In announcing its Polaris Catalog last month, Snowflake Inc. Executive Vice President Christian Kleinerman said the product “extends Snowflake’s commitment to Apache Iceberg as the open standard of choice.”
Statements like that raise the hackles of Apache Hudi adherents. They maintain their preferred open table format — whose name stands for Hadoop Upserts, Deletes and Incrementals — is superior to Iceberg and the open-source Delta Lake framework developed by Databricks Inc. But Hudi appears to be sliding toward “also ran” status in the data platform race as Iceberg surges.
Developed at Uber Technologies Inc. and released to open source in 2016, Hudi has been adopted, mostly in niche applications, by numerous big-brand companies, including Walmart Inc., General Electric Co. Aviation, Walt Disney Co. and Amazon.com Inc.’s transportation service. In recent months, however, Iceberg has been ascendant, gaining endorsements from cloud analytics giants such as Snowflake Inc. and Databricks Inc. while increasingly being cited as a standard.
Lakehouse effect
The reason all this matters is because of the growing popularity of data lakehouses, analytics engines that combine the flexibility of data lakes with the performance of data warehouses. Lakehouses can accommodate a wider variety of data than warehouses, including both structured and unstructured data types. They use low-cost, flexible storage and run on commodity hardware, making them a more cost-effective alternative to data warehouses.
A table format is critical to a data lakehouse architecture. It enforces data consistency, enhances query performance through indexing, stores data in the columnar format preferred for analytical queries, and ensures reliable and consistent transactions. The faster a de facto table standard emerges, the faster the data lakehouse market will grow.
And there’s plenty of growth expected. Dremio Corp.’s 2024 State of the Data Lakehouse survey found that 70% of enterprises said more than half of their analytics will be on a data lakehouse within three years, and 42% have already moved from a cloud data warehouse to the data lakehouse for cost efficiency and ease of use reasons.

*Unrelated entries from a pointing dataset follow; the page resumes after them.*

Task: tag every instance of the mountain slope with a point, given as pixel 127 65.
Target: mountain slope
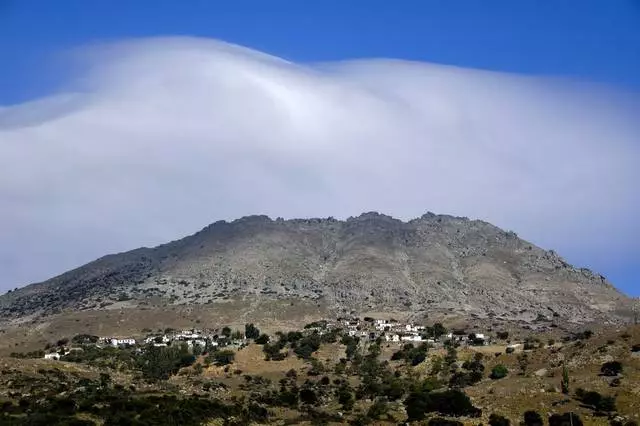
pixel 435 263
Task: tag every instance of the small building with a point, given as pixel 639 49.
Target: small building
pixel 115 342
pixel 392 337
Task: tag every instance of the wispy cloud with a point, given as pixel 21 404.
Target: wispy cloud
pixel 160 137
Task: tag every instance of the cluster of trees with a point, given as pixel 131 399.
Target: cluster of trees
pixel 471 373
pixel 159 363
pixel 411 354
pixel 116 405
pixel 450 402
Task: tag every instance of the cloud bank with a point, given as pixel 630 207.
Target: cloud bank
pixel 157 138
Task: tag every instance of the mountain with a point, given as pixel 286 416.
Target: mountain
pixel 370 263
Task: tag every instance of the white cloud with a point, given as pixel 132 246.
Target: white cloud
pixel 163 136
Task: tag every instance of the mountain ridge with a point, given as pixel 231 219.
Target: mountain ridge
pixel 371 262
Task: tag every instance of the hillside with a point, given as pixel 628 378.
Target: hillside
pixel 370 263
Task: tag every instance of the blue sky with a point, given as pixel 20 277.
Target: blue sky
pixel 597 41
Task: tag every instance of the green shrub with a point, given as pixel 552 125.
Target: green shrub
pixel 222 357
pixel 612 368
pixel 450 403
pixel 498 420
pixel 566 419
pixel 499 372
pixel 532 418
pixel 262 339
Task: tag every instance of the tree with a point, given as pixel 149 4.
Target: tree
pixel 345 397
pixel 158 363
pixel 566 419
pixel 262 339
pixel 439 330
pixel 378 409
pixel 499 372
pixel 450 403
pixel 565 379
pixel 612 368
pixel 523 362
pixel 438 421
pixel 251 331
pixel 498 420
pixel 532 418
pixel 223 357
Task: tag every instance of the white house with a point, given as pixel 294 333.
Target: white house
pixel 392 338
pixel 120 342
pixel 197 342
pixel 412 338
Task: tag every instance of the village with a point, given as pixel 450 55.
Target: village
pixel 206 340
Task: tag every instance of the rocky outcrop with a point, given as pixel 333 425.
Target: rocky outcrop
pixel 435 263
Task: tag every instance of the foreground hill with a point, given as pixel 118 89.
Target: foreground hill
pixel 370 263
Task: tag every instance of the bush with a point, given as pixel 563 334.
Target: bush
pixel 223 357
pixel 612 368
pixel 345 398
pixel 262 339
pixel 450 403
pixel 532 418
pixel 566 419
pixel 499 372
pixel 251 331
pixel 306 346
pixel 498 420
pixel 439 421
pixel 596 401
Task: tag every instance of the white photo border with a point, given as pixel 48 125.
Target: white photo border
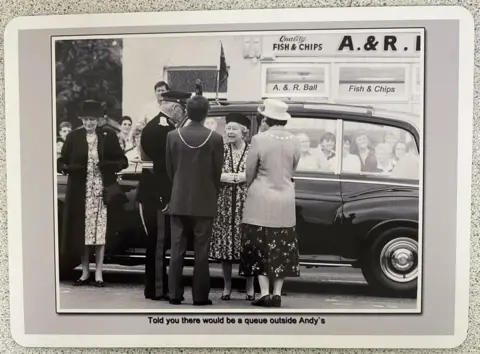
pixel 174 310
pixel 465 112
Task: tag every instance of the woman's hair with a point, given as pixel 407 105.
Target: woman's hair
pixel 273 122
pixel 327 136
pixel 245 131
pixel 160 84
pixel 394 150
pixel 124 118
pixel 65 125
pixel 197 108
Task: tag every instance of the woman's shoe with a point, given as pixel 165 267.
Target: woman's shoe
pixel 225 297
pixel 250 297
pixel 81 282
pixel 264 301
pixel 276 301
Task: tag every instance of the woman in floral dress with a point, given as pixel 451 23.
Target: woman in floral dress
pixel 270 249
pixel 226 242
pixel 91 157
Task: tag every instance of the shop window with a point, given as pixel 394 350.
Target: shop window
pixel 417 80
pixel 381 151
pixel 318 140
pixel 295 80
pixel 367 82
pixel 184 79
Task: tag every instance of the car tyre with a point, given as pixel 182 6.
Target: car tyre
pixel 390 264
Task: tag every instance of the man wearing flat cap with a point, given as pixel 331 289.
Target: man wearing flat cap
pixel 156 192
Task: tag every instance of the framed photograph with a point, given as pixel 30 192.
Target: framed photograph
pixel 274 177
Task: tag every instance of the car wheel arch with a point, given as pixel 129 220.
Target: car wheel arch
pixel 382 227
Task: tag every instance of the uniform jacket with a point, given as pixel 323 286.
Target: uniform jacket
pixel 271 163
pixel 153 143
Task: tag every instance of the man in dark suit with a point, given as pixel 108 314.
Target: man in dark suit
pixel 194 157
pixel 153 143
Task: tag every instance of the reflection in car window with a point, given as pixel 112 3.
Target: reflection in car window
pixel 317 140
pixel 372 149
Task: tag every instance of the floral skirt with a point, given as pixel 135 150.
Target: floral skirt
pixel 272 252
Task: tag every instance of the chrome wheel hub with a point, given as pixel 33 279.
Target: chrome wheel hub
pixel 399 260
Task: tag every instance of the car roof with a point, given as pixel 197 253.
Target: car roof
pixel 326 108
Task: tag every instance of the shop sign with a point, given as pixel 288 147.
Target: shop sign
pixel 348 44
pixel 296 87
pixel 374 90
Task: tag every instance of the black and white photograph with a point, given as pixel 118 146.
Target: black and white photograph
pixel 275 170
pixel 276 178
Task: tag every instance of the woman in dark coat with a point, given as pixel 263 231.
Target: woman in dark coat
pixel 91 157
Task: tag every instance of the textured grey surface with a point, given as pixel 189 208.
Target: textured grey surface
pixel 13 8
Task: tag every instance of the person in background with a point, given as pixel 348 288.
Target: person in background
pixel 226 243
pixel 211 123
pixel 270 250
pixel 194 159
pixel 152 109
pixel 59 145
pixel 125 137
pixel 327 144
pixel 90 157
pixel 383 155
pixel 365 152
pixel 311 161
pixel 408 166
pixel 154 193
pixel 64 129
pixel 351 163
pixel 262 126
pixel 399 150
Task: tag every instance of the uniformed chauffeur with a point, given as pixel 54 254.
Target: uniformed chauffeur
pixel 156 189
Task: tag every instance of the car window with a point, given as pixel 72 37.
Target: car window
pixel 318 143
pixel 383 151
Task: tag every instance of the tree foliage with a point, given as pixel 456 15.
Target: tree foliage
pixel 88 69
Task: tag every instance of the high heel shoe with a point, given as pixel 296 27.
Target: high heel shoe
pixel 81 282
pixel 250 297
pixel 276 301
pixel 264 301
pixel 226 297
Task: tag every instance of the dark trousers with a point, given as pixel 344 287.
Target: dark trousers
pixel 183 228
pixel 158 237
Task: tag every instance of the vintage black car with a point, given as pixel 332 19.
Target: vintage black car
pixel 345 217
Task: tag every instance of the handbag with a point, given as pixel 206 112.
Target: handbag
pixel 112 194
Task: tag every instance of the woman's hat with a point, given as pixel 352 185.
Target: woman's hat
pixel 274 109
pixel 176 96
pixel 92 109
pixel 238 118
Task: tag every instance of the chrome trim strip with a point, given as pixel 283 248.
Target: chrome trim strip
pixel 314 264
pixel 355 181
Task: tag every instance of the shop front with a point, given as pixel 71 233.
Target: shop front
pixel 379 69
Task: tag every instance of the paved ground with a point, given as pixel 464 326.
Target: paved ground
pixel 318 288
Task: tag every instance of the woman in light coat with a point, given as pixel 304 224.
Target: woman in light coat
pixel 270 244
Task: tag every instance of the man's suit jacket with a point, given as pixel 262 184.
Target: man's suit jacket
pixel 153 144
pixel 194 172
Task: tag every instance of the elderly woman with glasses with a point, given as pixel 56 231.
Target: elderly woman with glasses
pixel 226 240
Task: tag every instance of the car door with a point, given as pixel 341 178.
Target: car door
pixel 379 185
pixel 317 187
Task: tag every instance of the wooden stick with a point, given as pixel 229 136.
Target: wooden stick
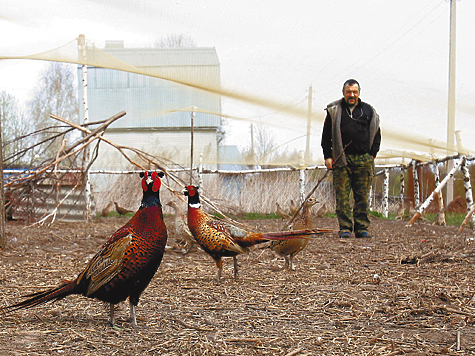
pixel 467 218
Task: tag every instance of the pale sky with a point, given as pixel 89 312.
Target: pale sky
pixel 397 50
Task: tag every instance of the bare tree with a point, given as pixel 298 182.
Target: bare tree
pixel 173 41
pixel 262 149
pixel 55 94
pixel 15 128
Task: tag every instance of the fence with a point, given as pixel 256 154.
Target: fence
pixel 239 192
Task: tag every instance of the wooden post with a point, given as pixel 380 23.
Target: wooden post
pixel 386 193
pixel 436 191
pixel 3 238
pixel 440 218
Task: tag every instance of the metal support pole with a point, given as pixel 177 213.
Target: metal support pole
pixel 451 101
pixel 192 144
pixel 440 218
pixel 200 172
pixel 302 177
pixel 468 189
pixel 3 238
pixel 86 158
pixel 386 193
pixel 436 191
pixel 309 125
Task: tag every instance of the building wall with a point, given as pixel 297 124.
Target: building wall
pixel 154 122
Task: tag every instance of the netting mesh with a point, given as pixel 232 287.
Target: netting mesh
pixel 398 144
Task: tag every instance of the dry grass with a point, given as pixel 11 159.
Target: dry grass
pixel 333 303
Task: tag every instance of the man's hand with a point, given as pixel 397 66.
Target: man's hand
pixel 329 163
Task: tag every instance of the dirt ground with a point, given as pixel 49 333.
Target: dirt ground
pixel 407 291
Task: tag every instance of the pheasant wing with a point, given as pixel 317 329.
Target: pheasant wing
pixel 107 263
pixel 225 236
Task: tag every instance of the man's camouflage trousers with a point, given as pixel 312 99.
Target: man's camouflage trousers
pixel 356 176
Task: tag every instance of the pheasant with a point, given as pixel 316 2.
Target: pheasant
pixel 124 265
pixel 106 211
pixel 289 248
pixel 280 212
pixel 181 227
pixel 221 239
pixel 120 210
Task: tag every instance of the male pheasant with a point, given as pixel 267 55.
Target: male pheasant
pixel 289 248
pixel 125 264
pixel 221 239
pixel 120 210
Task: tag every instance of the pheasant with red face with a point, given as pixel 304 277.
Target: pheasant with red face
pixel 222 239
pixel 125 264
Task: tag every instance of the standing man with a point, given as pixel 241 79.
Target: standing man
pixel 353 124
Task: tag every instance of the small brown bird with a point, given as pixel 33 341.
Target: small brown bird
pixel 293 207
pixel 120 210
pixel 222 239
pixel 289 248
pixel 400 212
pixel 280 212
pixel 181 228
pixel 106 211
pixel 124 265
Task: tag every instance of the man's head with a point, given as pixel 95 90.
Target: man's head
pixel 351 92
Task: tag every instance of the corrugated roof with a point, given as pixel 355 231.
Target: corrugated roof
pixel 166 57
pixel 146 98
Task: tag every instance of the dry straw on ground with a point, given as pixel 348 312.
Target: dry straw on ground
pixel 407 291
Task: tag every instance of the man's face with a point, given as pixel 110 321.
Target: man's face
pixel 351 93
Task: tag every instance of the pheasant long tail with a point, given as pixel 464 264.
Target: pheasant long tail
pixel 42 297
pixel 294 234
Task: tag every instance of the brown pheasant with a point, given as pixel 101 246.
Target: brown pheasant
pixel 181 228
pixel 289 248
pixel 106 211
pixel 125 264
pixel 221 239
pixel 120 210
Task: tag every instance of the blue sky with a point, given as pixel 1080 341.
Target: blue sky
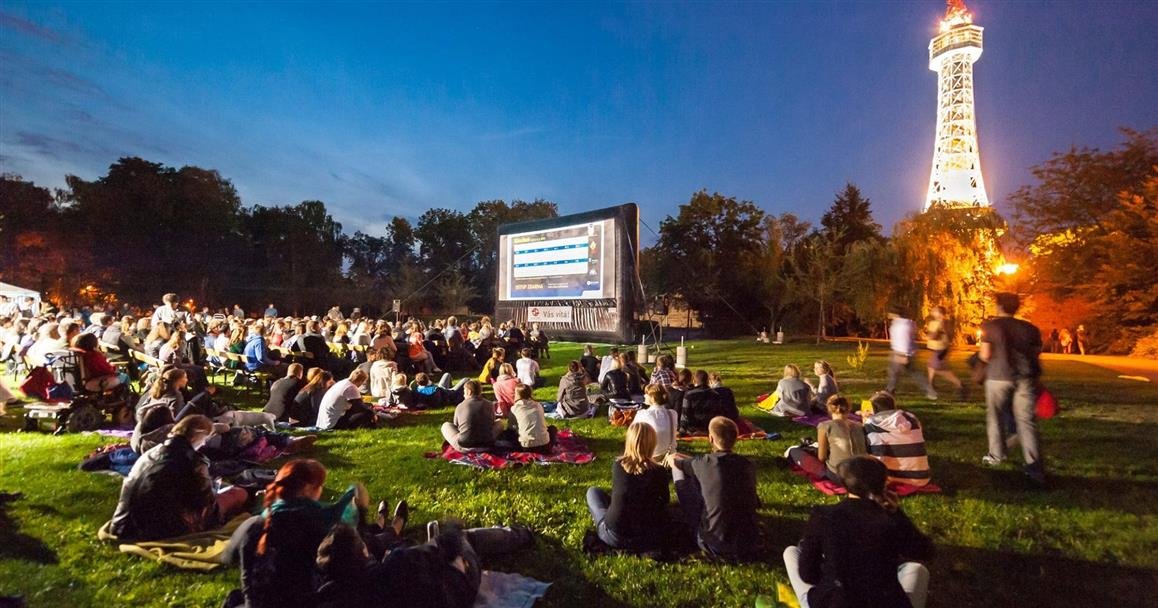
pixel 390 109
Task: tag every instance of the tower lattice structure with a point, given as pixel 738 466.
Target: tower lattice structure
pixel 955 180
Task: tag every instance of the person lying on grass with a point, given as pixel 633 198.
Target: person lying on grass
pixel 278 548
pixel 896 438
pixel 169 492
pixel 634 517
pixel 836 441
pixel 442 572
pixel 717 495
pixel 862 550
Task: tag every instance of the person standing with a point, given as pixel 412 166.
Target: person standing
pixel 901 342
pixel 1012 348
pixel 937 341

Starburst Data Inc., which sells a commercial version of the open-source Trino distributed query engine, supports Iceberg, Delta Lake and Hudi, “but when we’re asked to make a recommendation, we say go with Iceberg because we believe that’s the de facto choice,” said Chief Executive Officer Justin Borgman.
Star endorsements
Starburst cast its own vote for Iceberg in April when it announced a fully managed data lakehouse based on that platform. The biggest Iceberg endorsements by far came last month with Snowflake’s Polaris Catalog and Databricks’s blockbuster acquisition of Tabular Technologies Inc., whose founders built Iceberg while working at Netflix Inc. The purchase price of more than $1 billion for a startup with little revenue indicated just how badly Databricks wants to own the format standard.
“They did that because I think Databricks saw Iceberg’s momentum,” Borgman said. “Databricks is still very committed to Delta Lake, but the moment that the competing format says we support both, they’ve just endorsed iceberg, whether intentionally or not.”
Databricks co-founder and Chief Technologist Matei Zaharia said the acquisition should be seen less as an endorsement of Iceberg and more as a step toward consolidation. “Our hope is to make these formats converge, so hopefully, in a few years, you don’t care about the format anymore,” he said. Either way, Hudi was left out.
George Gilbert, data and artificial intelligence analyst at SiliconANGLE system firm TheCube Research, said the omission of Hudi from Snowflake’s and Databricks’ road maps isn’t good news for that community.
“It’s going to be very difficult for a query engine to support both Iceberg and Delta Lake,” he said. “You build your engine with a certain assumption about how data is stored. Getting first-class support for Hudi is going to be difficult.”
Nontrivial migration
“It’s a nontrivial task to do an Iceberg migration,” Starburst Chief Technology Officer Dain Sundstrom said in an interview on theCUBE, SiliconANGLE’s streaming media platform.
Table formats such as Delta Lake, Iceberg and Hudi can handle large amounts of data and work well with popular analytics tools such as Apache Spark, Apache Hive and Presto/Trino. All three use the Parquet columnar storage file format, which is optimized for data processing frameworks such as Apache Hadoop and Apache Spark.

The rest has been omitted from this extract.